Well that's my excuse anyway.
Since U-L appears to have taken Sunday off and I decided to come back early from my outing because of the miserable weather I shall immodestly set another question - in threes given the last question, hopefully a trifle easier for some.
What was the common nationality of "a dangerous force", "a squalid nuisance" and someone "who could always be guaranteed to sound the wrong note" and what was the common occupation (past, present or future) of those giving those descriptions?
The only one I think I recognise was said by a one-time British PM about a Welsh politician.

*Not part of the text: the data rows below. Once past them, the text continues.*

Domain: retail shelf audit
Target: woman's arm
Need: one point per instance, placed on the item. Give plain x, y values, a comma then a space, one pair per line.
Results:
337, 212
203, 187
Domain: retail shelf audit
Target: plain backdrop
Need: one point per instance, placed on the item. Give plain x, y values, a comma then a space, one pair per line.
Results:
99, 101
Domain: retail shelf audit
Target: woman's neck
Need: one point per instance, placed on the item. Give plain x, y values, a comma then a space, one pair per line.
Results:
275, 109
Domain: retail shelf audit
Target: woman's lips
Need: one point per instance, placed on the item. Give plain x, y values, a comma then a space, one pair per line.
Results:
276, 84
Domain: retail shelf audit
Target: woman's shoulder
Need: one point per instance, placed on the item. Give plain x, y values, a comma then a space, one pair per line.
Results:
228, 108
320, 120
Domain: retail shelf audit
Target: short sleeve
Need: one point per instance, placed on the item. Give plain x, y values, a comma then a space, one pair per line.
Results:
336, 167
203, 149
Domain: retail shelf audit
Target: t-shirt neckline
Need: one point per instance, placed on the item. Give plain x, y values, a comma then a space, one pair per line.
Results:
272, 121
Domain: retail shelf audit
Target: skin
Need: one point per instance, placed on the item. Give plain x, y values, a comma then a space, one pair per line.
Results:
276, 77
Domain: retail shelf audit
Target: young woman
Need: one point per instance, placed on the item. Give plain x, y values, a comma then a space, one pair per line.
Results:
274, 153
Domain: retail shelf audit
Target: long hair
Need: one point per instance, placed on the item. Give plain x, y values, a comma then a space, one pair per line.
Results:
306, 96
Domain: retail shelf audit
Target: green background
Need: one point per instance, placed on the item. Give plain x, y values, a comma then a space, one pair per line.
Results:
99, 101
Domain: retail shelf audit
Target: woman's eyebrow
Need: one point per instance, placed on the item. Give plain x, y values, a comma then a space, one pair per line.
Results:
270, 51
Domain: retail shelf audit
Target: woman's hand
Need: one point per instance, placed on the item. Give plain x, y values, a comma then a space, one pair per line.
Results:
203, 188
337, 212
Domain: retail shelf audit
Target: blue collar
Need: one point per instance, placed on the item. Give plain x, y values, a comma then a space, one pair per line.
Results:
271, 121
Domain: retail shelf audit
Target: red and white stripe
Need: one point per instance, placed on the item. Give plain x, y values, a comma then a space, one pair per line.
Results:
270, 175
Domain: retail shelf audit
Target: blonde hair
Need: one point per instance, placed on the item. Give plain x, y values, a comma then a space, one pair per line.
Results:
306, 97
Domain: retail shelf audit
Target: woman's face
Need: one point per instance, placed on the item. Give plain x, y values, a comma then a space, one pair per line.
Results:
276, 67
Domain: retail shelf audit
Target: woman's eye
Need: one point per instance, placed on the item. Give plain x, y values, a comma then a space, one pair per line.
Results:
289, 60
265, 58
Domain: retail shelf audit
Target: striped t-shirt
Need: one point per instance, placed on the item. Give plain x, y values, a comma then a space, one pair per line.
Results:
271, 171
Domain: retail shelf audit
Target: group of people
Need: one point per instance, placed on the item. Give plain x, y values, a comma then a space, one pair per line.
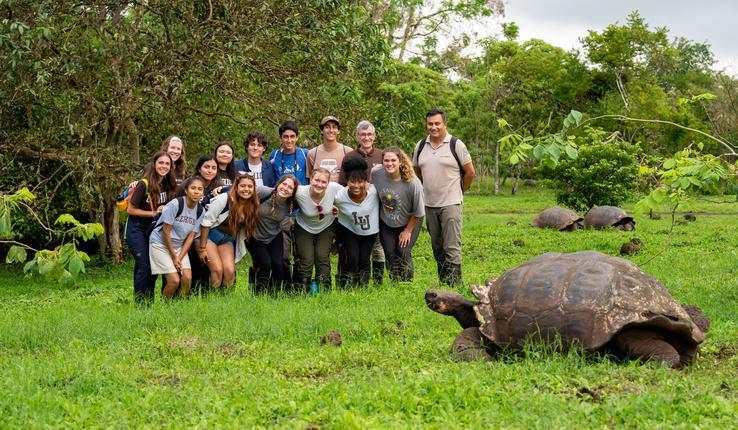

Re my absence - sorry, family problems. Yes, a pentangle is also known as a "star pentagon", "Light Flight" (in a mix of 5/4, 6/8 and 7/8 times, hence the "polyrhythmic") was by Pentangle, and was modified as the sig for "Take Three Girls" which was the first Βι¶ΉΤΌΕΔ drama made in colour.
Take a look at
Jansch, McShee, Thompson, Renbourn, Cox - inimitable!
Thanks for the update, U-L. I hope everything's been resolved satisfactorily. You're quite right - all terms used by PMs (though not necessarily so at the time) tio describe famous Welsh politicians. In order: Baldwin about Lloyd George, Churchill about Aneurin Bevan and Mrs T about Neil Kinnock (in her memoirs).
Over to you again, U-L.
This is getting a bit two-way family favourites - anyone else care to pose us a poser (or even a poseur)?
Well yes, I have felt like a total moron for 48 hours. I believe Allan D has said he finds the periodic table difficult, so now it's payback time.
In the Bronze Age two separate elements could be alloyed individually with copper to produce bronze; which were they?
An oxide of what element is the basic ingredient, the former that is, of ancient glass?
A substitution of one alkali metal for another was the result of the production of 'forest glass' in Medieval Europe? Which were the two elements concerned.
In the post-Medieval period what second metal was important in the extraction of gold from its ores?
Steel and cast iron are basically alloys of iron and what other element?
Another non-metallic element seems to have made early wrought iron harder and capable of taking a better edge, but have ruined early attempts to make steel by the Bessemer process: which was it?
TP
Sorry; my mistake gold doesn't have ores in the usual sense being so non-reactive. I meant gold from the spoil in gold bearing rocks.
TP
Can I have a stab at some of these TP?
Bronze - copper with tin or arsenic?
I'm a bit confused by your second question - what do you mean by 'the former'?
The alkali metals - sodium and potassium?
Gold extraction - mercury?
After that, I'm pretty stumped.
Well, to expand on ferval's answer, ancient bronze frequently contained , as well as the copper, antimony, arsenic, gold, silver, tin, lead and zinc in varying proportions. Of these, arsenical and tin bronzes are regarded as the earliest forms.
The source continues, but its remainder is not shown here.